I also like to dine on becaficas,
To see the Sun set, sure he'll rise to-morrow,
Not through a mistery morning twinkling weak as
A drunken man's dead eye in maudlin sorrow,
But with all Heaven t'himself; that day will break as
Beauteous as cloudless, nor be forc'd to borrow
That sort of farthing candlelight wich glimmers
Where reeking London's smoky cauldorn simmers.
I love the language, that soft bastard Latin,
Which melts like kisses from a female mouth,
And sound as if it should be writ on satin,
With syllables wich breathe of sweet South,
And gentle liquids glinding all so pat in,
That not a single accent seems uncouth,
Like our harsh northern whistling, grunting guttural,
Which we're oblig'd to hiss, and spit, and sputter all.
I like the women too (forgive my folly),
From the rich peasant-cheek of ruddy bronze,
And large black eyes that flash on you a volley
Of rays that say a thousand things at once,
To the high dama's brow, more melancholy,
But clear, and with a wild and liquid glance,
Heart on her lips, and soul within her eyes,
Soft as her clime, and sunny as her skies.
Eve of the land which still Paradise!
Italian beauty! didst thou not inspire
Raphael, who died in thy embrace, and vies
With all we know of Heaven, or can desire,
In what he hath bequeath'd us? - in what guise,
Though flashing from the fervour of the lyre,
Would wordsdescribe thy past and present glow,
While yet Canova can create below?
George Gordon Lord Byron (1788-1824) nacque a Londra il 22 gennaio. Di famiglia nobile, iniziò a comporre versi già dodicenne. Parlamentare dal 1809 presso la Camera Alta di Londra, scrittore e poeta, fu uno dei massimi rappresentanti del romanticismo inglese.
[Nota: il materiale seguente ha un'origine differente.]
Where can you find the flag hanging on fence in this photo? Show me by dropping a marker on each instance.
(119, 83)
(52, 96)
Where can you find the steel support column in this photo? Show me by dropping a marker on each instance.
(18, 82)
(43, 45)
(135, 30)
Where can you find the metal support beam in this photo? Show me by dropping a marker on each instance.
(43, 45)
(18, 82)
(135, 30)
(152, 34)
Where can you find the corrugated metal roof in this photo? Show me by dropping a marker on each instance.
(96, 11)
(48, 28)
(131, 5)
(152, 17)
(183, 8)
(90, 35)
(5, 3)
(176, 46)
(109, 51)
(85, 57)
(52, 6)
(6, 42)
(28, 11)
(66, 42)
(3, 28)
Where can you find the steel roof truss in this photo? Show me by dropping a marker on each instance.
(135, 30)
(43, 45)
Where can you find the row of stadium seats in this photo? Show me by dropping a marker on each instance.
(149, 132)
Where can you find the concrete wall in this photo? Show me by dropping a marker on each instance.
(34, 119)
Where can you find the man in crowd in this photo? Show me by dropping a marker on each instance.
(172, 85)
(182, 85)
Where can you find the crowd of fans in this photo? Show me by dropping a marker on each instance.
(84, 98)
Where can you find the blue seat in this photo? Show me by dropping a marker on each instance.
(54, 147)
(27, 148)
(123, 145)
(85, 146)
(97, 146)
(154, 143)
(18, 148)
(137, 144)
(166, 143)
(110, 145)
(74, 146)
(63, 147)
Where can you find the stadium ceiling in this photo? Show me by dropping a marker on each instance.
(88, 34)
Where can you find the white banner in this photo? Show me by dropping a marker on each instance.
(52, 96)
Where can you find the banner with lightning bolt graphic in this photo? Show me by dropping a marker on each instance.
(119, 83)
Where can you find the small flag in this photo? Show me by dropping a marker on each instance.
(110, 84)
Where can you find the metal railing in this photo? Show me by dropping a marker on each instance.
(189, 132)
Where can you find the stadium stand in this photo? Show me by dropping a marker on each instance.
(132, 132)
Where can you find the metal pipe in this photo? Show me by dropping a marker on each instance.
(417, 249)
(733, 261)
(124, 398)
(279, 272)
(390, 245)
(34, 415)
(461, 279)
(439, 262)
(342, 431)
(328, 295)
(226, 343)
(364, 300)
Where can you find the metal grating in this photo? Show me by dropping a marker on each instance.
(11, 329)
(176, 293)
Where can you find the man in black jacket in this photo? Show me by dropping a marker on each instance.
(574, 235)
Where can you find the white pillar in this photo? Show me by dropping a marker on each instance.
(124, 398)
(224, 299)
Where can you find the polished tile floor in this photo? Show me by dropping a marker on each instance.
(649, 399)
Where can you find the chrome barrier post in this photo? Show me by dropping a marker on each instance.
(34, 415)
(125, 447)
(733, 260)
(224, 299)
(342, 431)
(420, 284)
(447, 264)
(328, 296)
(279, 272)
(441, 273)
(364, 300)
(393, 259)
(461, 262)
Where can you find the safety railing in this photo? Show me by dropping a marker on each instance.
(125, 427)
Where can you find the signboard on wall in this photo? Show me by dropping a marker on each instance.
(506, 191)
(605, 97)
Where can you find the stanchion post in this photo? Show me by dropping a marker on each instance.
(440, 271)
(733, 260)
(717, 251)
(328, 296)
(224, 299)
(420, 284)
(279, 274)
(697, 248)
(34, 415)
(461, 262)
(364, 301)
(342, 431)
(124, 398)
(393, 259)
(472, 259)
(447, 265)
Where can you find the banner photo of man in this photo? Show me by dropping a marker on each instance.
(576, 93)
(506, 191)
Per la sua condotta di vita libertina e per la sua scrittura anticonformista e polemica, fu costretto a lasciare il suo Paese nel 1816. Viaggiò e studiò molto, soprattutto in Italia, e morì combattente in Grecia (a causa di una meningite) dopo aver partecipato attivamente ai moti di liberazione della Regione dalla dominazione ottomana del 1821-1832.
Le sue principali opere sono: Poems on various occasions (1807), English Bards and Scotch Reviewers (1809), Childe Harold's Pilgrimage (1812-18), The Giaour (1813-14), The Bride of Abydos (1813-14), The Corsair (1813-14), Lara (1813-14), The prisoner of Chillon (1816), Manfredi (1817), Lament of Tasso (1817), Beppo, A Venetian Story (1818), Don Juan (1818-23), Marin Faliero, Sardanapalo, I due Foscari, Cain, Werner or the Inheritance e Deformed Transformated (1821), The Vision of Judgment (1822), Heaven and Earth - A Mistery (1822).